Индивидуализм в культуре существовал как массовое явление (романтики, потом декаденты). Индивидуальные индивидуалисты нерелевантны.
Большие поэты не думали о «самовыражении». Они слишком полны тяжестью общего, которую приходится им нести. Это бремя знали и Пушкин, и Блок (зато собственной уникальности радовался Эллис). Гёте (у Эккермана) упорно возвращается к мысли о том, что поэт почти все получает в наследство – и кое-что добавляет от себя.
«Сестра моя жизнь» – редчайший в мировой лирике случай декларативно прямого утверждения счастья жизни. (Ахматова говорила: «Стихи – это рыдание над жизнью».) Но любовь и в этой оптимистической книге конфликтна, неблагополучна. Есть счастливые стихи у Фета, например, но существуют они в контексте жестокого жизнепонимания.
Когда писатель умеет писать, ему нужно найти, о чем писать. Опыт (социально-биографический и черпаемый из традиции) выкристаллизовывается в идею произведения.
Происходит кристаллизация по-разному. У Достоевского выработалась идея противостояния России праведной и России богоборчества и нигилизма. Скрещение этой идеи со злободневными, даже газетными фактами порождало сюжеты, конкретные замыслы произведений.
Их предвиделось столько, что жизни на них не хватало, – и не хватило.
У Толстого же не было пожизненного запаса. И он в промежутках каждый раз мучился и отбрасывал неудающиеся пробы в ожидании, пока очередной личный нравственный опыт дойдет в нем до состояния книги.
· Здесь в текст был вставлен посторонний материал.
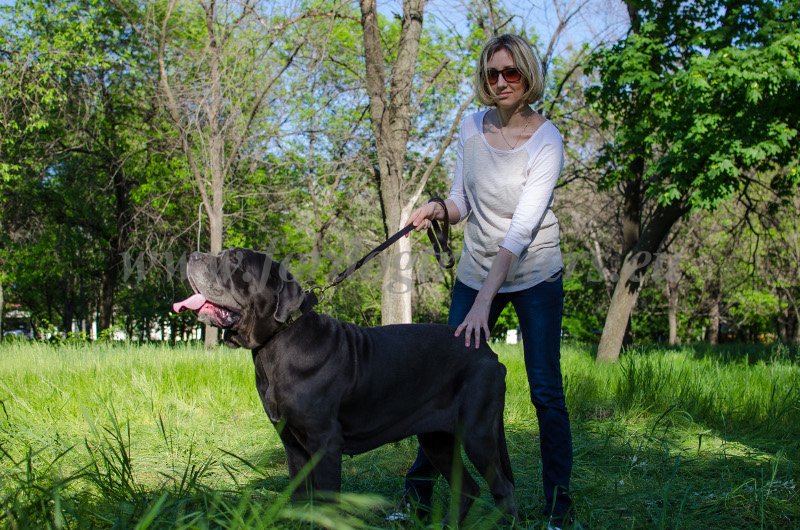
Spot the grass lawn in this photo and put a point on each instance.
(124, 436)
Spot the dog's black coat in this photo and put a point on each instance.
(333, 388)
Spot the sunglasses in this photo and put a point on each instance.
(511, 75)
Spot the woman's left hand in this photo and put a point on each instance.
(476, 321)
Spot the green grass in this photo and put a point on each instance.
(104, 435)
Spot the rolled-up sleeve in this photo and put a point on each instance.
(458, 194)
(543, 173)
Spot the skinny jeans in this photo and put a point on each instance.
(539, 310)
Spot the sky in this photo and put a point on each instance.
(595, 21)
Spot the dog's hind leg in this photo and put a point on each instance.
(486, 446)
(444, 453)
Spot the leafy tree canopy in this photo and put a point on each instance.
(701, 96)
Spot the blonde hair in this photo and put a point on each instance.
(525, 60)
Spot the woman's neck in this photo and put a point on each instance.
(514, 116)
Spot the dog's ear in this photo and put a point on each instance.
(290, 296)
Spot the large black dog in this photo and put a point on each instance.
(332, 388)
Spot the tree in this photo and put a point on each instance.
(699, 97)
(391, 112)
(218, 63)
(77, 129)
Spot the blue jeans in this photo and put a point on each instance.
(539, 310)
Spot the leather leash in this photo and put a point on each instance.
(438, 235)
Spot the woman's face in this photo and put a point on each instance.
(508, 94)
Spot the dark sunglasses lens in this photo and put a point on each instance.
(511, 75)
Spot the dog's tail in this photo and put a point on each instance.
(505, 461)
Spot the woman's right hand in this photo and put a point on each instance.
(422, 216)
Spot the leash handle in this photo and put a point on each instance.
(374, 252)
(440, 236)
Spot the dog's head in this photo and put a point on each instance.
(242, 291)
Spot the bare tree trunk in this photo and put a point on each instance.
(672, 315)
(714, 320)
(2, 310)
(672, 277)
(635, 264)
(391, 122)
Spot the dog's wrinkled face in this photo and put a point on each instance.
(242, 291)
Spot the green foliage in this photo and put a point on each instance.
(700, 97)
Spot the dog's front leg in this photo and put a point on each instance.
(325, 446)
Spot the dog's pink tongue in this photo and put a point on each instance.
(192, 303)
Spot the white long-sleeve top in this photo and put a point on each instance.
(506, 197)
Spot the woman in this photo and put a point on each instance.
(509, 159)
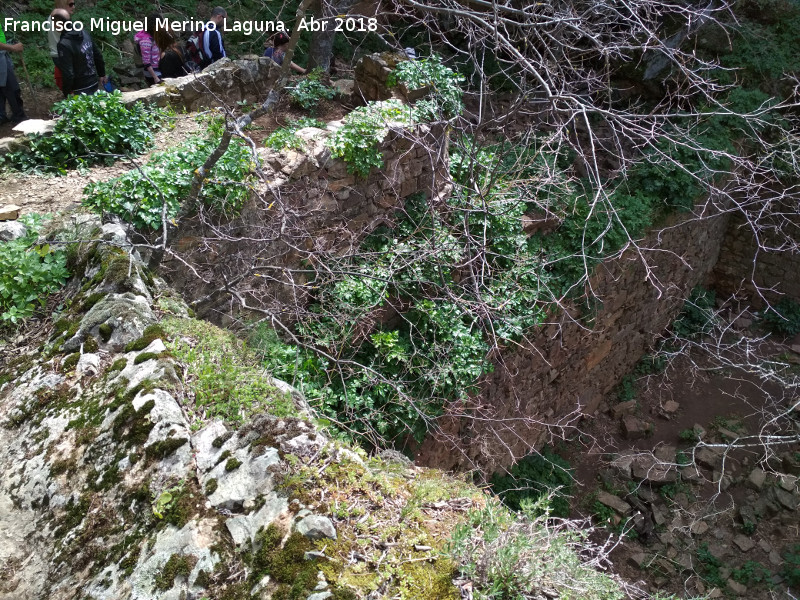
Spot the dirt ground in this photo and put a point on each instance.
(51, 194)
(711, 399)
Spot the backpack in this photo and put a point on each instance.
(138, 61)
(194, 53)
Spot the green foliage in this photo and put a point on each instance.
(139, 195)
(287, 138)
(309, 92)
(783, 318)
(444, 98)
(750, 573)
(538, 478)
(357, 142)
(626, 388)
(510, 558)
(697, 316)
(431, 347)
(91, 129)
(763, 50)
(791, 566)
(29, 272)
(709, 567)
(222, 373)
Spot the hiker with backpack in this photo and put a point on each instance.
(145, 51)
(172, 62)
(212, 47)
(54, 36)
(9, 86)
(83, 69)
(278, 50)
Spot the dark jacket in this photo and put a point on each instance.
(213, 47)
(80, 61)
(172, 64)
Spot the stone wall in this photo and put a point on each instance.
(308, 205)
(226, 81)
(567, 368)
(759, 275)
(371, 79)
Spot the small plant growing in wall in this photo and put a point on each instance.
(783, 318)
(444, 98)
(357, 142)
(309, 92)
(286, 138)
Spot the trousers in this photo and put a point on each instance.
(11, 93)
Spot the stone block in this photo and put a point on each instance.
(756, 479)
(614, 502)
(9, 212)
(634, 428)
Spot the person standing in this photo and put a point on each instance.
(9, 86)
(213, 49)
(172, 62)
(278, 51)
(151, 53)
(83, 69)
(53, 36)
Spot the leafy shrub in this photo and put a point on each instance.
(511, 558)
(751, 572)
(95, 128)
(139, 195)
(357, 141)
(29, 271)
(444, 100)
(309, 92)
(791, 566)
(286, 137)
(225, 376)
(537, 477)
(784, 317)
(697, 316)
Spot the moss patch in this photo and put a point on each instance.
(105, 330)
(233, 464)
(160, 450)
(177, 566)
(70, 362)
(225, 375)
(151, 333)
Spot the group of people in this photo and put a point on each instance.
(162, 55)
(80, 68)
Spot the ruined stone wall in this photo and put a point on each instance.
(759, 275)
(371, 77)
(308, 206)
(568, 367)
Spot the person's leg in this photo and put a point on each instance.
(13, 95)
(58, 78)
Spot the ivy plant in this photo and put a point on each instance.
(444, 98)
(29, 272)
(358, 141)
(139, 195)
(92, 129)
(309, 92)
(286, 138)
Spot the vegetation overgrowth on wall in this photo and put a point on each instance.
(29, 271)
(89, 130)
(139, 196)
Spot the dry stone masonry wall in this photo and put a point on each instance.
(759, 274)
(310, 204)
(569, 366)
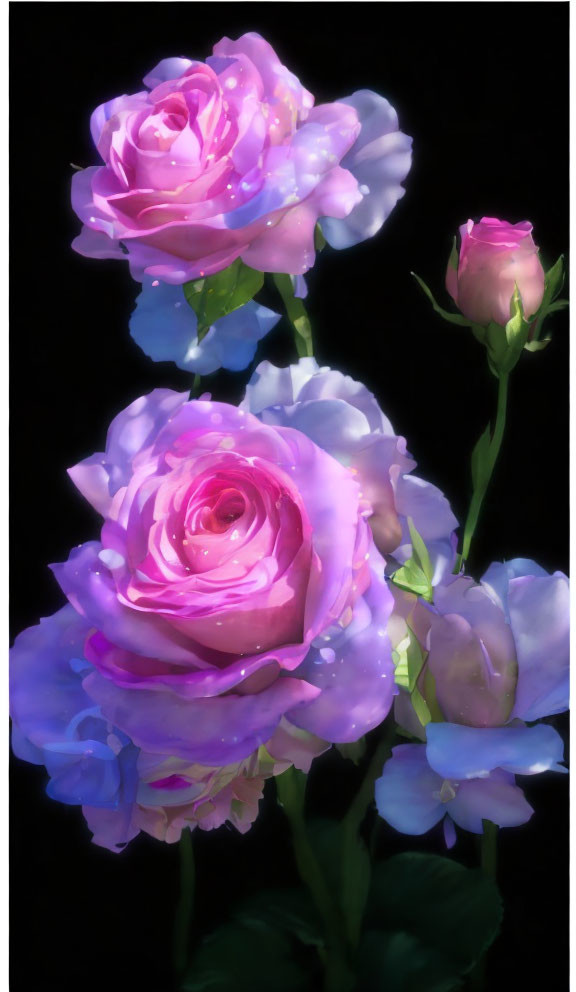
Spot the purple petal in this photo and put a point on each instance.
(458, 752)
(407, 792)
(353, 668)
(166, 69)
(216, 730)
(379, 160)
(45, 692)
(496, 798)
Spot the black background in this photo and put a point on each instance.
(482, 88)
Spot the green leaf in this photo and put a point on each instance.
(399, 962)
(296, 313)
(452, 912)
(416, 574)
(409, 660)
(354, 751)
(452, 318)
(319, 239)
(558, 305)
(537, 345)
(222, 293)
(247, 958)
(554, 281)
(411, 578)
(515, 325)
(420, 707)
(286, 910)
(345, 862)
(517, 331)
(420, 551)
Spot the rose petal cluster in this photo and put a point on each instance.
(343, 418)
(91, 763)
(230, 158)
(495, 258)
(497, 659)
(231, 620)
Пушкину тему сначала подавала традиция или игра с традицией («Руслан и Людмила»). Потом началось преломление эпохальных идей: судьба молодого человека (южные поэмы, «Цыганы», «Онегин»), историзм («Борис Годунов»). В 30-х годах – историзм, уже неотделимый от современной политической мысли и действительности. Кристаллизация огромного этого опыта – «Медный всадник». «Медный всадник» – история, политика и повседневность в неслыханном слиянии.
Романтизм, не выходящий за свои пределы, более всего поражает инфантильностью. Это может быть талантливо, занимательно, но это нельзя читать всерьез – ни «Атала», ни «Рене», ни «Жана Сбогара» и проч. Между тем то, что сделано до романтизма, нисколько не инфантильно. «Принцессу Клевскую», «Опасные связи», «Манон Леско» мы воспринимаем без скидки, без всякой историко-литературной усмешки или снисхождения.